E sem mais preâmbulos, acomodou-se como pode em cima do meu camelo (único que
possuíamos), e pusemo-nos a caminhar pela larga estrada em direção à gloriosa
cidade.
E daí em diante, ligados por este encontro casual em meio da estrada agreste,
tornamo-nos companheiros e amigos inseparáveis. Beremiz era de gênio alegre e
comunicativo. Muito moço ainda – pois não completara vinte e seis anos -, era
dotado de inteligência extremamente viva e notável aptidão para a ciência dos
números.
Formulava, às vezes, sobre os acontecimentos mais banais da vida, comparações
inesperadas que denotavam grande agudeza de espírito e raro talento matemático.
Sabia, também, contar histórias e narrar episódios que muito ilustravam suas
palestras, já de si atraentes e curiosas.

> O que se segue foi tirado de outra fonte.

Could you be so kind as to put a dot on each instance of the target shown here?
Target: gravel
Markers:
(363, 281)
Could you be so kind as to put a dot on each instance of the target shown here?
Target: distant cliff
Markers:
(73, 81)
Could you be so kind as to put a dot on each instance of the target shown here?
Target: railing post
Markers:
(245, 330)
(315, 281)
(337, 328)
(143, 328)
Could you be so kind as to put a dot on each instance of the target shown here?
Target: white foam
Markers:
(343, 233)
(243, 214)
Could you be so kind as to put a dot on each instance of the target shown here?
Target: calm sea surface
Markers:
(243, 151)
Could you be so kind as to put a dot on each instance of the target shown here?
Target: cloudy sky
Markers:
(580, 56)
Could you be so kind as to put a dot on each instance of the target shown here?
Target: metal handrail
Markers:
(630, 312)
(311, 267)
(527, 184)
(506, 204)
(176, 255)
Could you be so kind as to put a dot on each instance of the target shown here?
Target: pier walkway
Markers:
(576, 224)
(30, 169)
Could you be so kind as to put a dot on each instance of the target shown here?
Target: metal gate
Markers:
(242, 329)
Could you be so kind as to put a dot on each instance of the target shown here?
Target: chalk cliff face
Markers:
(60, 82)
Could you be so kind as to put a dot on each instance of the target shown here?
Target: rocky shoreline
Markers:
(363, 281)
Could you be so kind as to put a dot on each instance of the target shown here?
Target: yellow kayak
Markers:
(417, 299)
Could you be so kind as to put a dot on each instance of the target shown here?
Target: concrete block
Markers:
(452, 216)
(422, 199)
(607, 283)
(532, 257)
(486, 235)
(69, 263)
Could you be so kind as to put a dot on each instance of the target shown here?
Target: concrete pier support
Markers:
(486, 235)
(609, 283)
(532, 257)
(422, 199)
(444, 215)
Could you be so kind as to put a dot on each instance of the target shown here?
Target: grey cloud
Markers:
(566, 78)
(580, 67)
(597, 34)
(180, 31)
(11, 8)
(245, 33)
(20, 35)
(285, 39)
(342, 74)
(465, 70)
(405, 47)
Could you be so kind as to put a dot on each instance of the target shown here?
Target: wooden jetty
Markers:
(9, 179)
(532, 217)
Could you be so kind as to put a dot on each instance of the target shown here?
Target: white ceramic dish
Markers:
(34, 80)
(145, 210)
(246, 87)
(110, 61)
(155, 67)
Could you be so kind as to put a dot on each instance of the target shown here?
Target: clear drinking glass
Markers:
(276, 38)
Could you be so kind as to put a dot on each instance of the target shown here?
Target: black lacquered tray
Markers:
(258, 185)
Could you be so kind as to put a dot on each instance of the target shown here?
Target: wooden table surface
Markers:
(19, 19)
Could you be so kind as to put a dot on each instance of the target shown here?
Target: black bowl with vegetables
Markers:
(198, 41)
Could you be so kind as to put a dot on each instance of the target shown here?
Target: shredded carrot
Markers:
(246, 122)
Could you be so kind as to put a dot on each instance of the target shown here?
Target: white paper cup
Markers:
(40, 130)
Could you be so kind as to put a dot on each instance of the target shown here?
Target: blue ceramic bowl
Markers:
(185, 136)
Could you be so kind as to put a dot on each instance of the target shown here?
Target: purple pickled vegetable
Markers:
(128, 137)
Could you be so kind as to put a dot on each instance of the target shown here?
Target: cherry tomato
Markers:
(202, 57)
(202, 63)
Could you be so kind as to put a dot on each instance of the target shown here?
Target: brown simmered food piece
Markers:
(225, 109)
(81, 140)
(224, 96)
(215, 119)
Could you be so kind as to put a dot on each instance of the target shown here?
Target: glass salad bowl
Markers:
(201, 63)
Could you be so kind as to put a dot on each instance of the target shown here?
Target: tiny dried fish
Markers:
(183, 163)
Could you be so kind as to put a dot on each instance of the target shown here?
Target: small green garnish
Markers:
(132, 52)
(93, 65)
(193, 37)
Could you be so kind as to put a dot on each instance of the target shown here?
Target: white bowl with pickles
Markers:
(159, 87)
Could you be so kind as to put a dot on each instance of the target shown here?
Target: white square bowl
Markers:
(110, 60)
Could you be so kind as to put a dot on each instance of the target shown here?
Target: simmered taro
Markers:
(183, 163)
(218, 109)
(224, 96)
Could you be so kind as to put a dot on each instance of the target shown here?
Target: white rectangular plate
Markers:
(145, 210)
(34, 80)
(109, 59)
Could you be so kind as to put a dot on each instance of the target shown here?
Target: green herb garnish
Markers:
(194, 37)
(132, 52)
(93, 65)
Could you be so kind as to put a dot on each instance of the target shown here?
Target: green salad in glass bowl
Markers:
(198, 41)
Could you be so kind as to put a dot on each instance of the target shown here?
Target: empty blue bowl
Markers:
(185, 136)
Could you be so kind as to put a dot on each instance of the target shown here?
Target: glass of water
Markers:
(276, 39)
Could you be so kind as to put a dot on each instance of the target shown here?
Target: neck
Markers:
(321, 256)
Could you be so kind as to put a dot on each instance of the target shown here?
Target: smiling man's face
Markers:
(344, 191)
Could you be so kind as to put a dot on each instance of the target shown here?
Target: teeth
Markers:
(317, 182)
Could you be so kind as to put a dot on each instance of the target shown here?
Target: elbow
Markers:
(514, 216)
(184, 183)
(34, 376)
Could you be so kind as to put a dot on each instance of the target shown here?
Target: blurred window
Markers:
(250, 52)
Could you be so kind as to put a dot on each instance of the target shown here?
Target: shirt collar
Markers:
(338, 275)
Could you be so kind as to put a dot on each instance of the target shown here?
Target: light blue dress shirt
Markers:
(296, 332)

Às vezes punha-se várias horas, em silêncio, num silêncio maníaco, a meditar
sobre cálculos prodigiosos. Nessas ocasiões esforçava-me por não o perturbar.
Deixava-o sossegado, a fim de que ele pudesse fazer com os recursos de sua
memória privilegiada, descobertas retumbantes nos misteriosos arcanos da
Matemática, a ciência que os árabes tanto cultivaram e engrandeceram.